Other commercial developers are pursuing even smaller proton accelerators for medical facilities that are unwilling or unable to invest in a standalone center. One such effort has resulted in a cyclotron small enough to be mounted on the beam-delivery system that rotates around the patient. Emerging from MIT’s Plasma Science and Fusion Center is a 1.8-m-diameter, 250-MeV cyclotron, which uses a superconducting high-field magnet to accelerate and bend the proton beam. The cyclotron is being developed by Massachusetts-based Still River Systems. Company founder and chief technology officer Kenneth Gall says that 15 medical centers have already signed contracts to buy the compact cyclotron, the first of which will be ready in a few months. “Due to financial constraints, people will be looking for compact systems which can be deployed one room at a time,” adds Gall.

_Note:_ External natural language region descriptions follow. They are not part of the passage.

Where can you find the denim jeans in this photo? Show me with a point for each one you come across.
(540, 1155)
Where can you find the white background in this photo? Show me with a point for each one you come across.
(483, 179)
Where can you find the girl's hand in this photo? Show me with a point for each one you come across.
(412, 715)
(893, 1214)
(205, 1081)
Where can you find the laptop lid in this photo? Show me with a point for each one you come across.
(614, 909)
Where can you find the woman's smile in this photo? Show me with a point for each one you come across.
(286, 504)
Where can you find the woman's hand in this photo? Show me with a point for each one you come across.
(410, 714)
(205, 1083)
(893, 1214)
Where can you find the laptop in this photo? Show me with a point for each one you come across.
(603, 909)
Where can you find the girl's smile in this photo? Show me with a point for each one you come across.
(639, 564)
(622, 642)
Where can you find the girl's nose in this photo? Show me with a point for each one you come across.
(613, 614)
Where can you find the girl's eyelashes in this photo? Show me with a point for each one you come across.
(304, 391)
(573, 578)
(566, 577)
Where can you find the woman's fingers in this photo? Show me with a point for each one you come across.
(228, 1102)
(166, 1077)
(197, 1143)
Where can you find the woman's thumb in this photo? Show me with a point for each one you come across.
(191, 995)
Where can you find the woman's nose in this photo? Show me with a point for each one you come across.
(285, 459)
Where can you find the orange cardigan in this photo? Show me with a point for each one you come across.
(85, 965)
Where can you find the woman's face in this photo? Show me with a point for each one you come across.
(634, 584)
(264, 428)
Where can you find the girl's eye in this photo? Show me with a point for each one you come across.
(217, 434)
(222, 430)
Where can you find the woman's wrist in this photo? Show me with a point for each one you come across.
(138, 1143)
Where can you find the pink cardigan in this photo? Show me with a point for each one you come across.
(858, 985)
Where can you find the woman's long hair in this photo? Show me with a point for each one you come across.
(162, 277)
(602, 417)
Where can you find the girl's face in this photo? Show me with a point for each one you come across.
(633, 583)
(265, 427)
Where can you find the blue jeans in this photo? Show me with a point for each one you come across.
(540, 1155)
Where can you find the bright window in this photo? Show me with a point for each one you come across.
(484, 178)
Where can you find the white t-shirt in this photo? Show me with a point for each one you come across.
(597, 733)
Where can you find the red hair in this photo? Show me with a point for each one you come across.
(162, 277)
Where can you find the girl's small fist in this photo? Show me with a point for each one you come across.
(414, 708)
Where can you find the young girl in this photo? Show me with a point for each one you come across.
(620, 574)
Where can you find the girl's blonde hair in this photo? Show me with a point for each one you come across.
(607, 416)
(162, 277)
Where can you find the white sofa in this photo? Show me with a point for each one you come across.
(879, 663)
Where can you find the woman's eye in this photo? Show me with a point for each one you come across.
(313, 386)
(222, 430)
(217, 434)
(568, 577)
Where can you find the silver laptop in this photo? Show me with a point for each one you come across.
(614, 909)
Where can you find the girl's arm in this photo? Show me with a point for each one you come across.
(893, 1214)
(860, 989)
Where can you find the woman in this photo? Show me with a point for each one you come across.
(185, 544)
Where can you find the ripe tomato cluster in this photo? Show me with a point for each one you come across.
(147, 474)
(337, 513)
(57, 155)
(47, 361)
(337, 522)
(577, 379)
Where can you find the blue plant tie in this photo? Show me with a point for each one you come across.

A linac technology to accelerate protons to 100 MeV in 1 m is being developed at Lawrence Livermore National Laboratory. Originally developed for x-ray radiography to image explosives, the so-called dielectric wall accelerator generates a pulsed electric field that lasts a few nanoseconds. That proton-accelerating field propagates along an insulating wall at a controlled rate, says LLNL physicist George Caporaso. Compact Particle Acceleration Corp has licensed the technology and is now funding its development for proton therapy. Because the DWA is a pulsed linac, “it is easy to control not only the beam’s intensity but also its spot size and beam width,” says CPAC president Thomas Mackie. Commercial DWA systems are still in early development.

Compact accelerators may “transform the proton-therapy landscape in this country” if they work and get US Food and Drug Administration approval, says Leonard Arzt, executive director of the National Association for Proton Therapy. Loma Linda’s Slater adds that what matters to him is that proton therapy becomes available to as many patients as need it. “The concept is solid,” he says. “It’s science, good science.